A cerimónia contou com a presença de Victor Hugo Guilherme, Ministro do Planeamento, Milton Parménio dos Santos Reis, Secretário do Presidente da República para os Assuntos Económicos, João N’kosi, Secretário do Presidente da República para o Sector Produtivo, Otoniel dos Santos, Secretário de Estado para as Finanças e Tesouro, e Manuel Tiago Dias, Governador do Banco Nacional de Angola, além de membros do Conselho de Administração e do Corpo Directivo do BNA.

Um órgão independente previsto na Lei do BNA

O Comité de Remunerações do BNA é um órgão independente previsto na Lei do BNA (Lei n.º 24/21), com foco na transparência e na sustentabilidade institucional.

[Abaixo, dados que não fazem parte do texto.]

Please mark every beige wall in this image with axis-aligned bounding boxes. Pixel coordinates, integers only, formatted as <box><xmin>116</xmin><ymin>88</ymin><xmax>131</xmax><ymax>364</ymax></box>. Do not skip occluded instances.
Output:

Compete ao Comité aprovar e acompanhar a aplicação do estatuto remuneratório dos órgãos sociais do banco central.

A estrutura integra um membro indicado pelo Titular do Poder Executivo, que exerce a presidência, um antigo governador do BNA indicado pelo Conselho de Administração, e um terceiro membro escolhido pelos dois primeiros.

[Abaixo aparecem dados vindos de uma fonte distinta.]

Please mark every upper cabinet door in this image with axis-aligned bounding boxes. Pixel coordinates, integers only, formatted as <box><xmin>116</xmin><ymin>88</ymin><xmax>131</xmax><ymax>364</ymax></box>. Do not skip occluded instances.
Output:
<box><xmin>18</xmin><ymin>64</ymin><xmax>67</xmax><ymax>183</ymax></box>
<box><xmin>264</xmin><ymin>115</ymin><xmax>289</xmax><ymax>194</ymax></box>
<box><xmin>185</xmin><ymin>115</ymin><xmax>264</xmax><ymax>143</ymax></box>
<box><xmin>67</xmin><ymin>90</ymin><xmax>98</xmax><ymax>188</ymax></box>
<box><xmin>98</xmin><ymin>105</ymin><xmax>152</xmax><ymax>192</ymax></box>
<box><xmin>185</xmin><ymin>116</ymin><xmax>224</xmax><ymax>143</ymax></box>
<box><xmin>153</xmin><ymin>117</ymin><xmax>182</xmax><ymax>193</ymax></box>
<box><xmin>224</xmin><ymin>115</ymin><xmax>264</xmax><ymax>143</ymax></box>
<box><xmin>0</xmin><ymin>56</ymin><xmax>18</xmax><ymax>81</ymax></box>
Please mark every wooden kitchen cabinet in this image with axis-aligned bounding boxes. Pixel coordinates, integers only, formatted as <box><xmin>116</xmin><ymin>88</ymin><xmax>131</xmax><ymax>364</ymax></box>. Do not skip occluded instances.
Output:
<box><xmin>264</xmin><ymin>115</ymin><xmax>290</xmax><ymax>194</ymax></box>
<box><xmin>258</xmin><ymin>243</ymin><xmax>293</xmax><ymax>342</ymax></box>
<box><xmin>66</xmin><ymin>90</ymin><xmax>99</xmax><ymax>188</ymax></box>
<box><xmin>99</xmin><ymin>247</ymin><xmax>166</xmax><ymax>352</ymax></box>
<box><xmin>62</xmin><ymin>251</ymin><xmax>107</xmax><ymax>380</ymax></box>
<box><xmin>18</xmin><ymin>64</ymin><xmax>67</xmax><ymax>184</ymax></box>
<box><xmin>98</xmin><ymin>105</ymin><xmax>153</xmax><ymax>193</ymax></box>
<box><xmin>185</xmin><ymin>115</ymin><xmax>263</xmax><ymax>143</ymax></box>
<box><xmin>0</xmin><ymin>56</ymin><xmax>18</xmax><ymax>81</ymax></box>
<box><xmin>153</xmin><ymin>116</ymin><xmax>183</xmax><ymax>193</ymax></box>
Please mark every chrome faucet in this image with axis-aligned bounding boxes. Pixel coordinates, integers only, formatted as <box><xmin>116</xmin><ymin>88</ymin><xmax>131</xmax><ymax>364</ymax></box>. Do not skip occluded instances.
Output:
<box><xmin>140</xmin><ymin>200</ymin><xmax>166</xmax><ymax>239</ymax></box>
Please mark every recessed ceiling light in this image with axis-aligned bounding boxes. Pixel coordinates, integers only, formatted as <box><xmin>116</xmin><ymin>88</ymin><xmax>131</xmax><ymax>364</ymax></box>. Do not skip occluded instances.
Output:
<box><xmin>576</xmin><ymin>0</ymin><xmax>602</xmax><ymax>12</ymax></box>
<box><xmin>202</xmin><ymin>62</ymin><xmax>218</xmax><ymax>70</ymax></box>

Uma trajectória de mais de cinco décadas no sistema financeiro angolano

Mário Abílio Pinheiro Rodrigues Moreira Palhares, de 77 anos, iniciou o seu percurso no Banco de Angola, ainda sob gestão do regime colonial português, prosseguindo depois no Banco Nacional de Angola após a proclamação da independência. Passou por diversos departamentos da instituição até chegar à posição de vice-governador, cargo que exerceu entre 1991 e 1997, um ano antes do advento do multipartidarismo em Angola, em Dezembro de 1991.

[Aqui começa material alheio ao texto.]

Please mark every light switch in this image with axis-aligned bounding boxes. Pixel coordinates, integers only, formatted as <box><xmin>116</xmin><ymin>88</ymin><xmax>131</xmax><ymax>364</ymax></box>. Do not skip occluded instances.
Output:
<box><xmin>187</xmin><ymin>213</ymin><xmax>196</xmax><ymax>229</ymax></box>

Nesse período, Mário Palhares participou na criação do Banco de Comércio e Indústria (BCI), em 1991, ano em que Angola introduziu um novo modelo de funcionamento da banca, do qual surgiu também o Banco de Poupança e Crédito (BPC), enquanto o BNA passou a assumir as funções que hoje detém.

Da banca pública à fundação do BAI e do BNI

Após o contributo na consolidação da banca pública, Mário Palhares dedicou-se ao segmento bancário privado, participando na fundação do Banco Angolano de Investimentos (BAI), onde desempenhou os cargos de Presidente da Comissão Executiva (CEO) e Presidente do Conselho de Administração (Chairman) do BAI Europa. A sua permanência no BAI, o maior banco do sistema, prolongou-se até 2006.

Nesse ano, Mário Palhares saiu do BAI para fundar o Banco de Negócios Internacional (BNI), instituição na qual assumiu as funções de membro do Conselho de Administração e Presidente da Comissão Executiva (CEO).

Em 2014, o BNI expandiu-se para Portugal, com a inauguração, em Junho, da primeira agência em Lisboa do BNI Europa, que actualmente tem como accionista único o BNI Angola, cujo beneficiário efectivo era Mário Palhares.

Em 2019, Palhares procurou um comprador para o BNI Europa, em consequência de novas regras da indústria. Em Angola, conduziu a venda de 70% do BNI à Gemcorp Capital, através da sua gestora de activos Kassai Capital, uma transacção que contribuiu para a estabilidade do sistema financeiro doméstico e evitou uma intervenção do regulador.

O seu nome esteve ainda associado ao sector segurador, tendo sido, durante muitos anos, Presidente do Conselho de Administração da seguradora Aliança Seguros, detida pelo BNI — cargo que, segundo a página institucional da seguradora, ainda ocupa.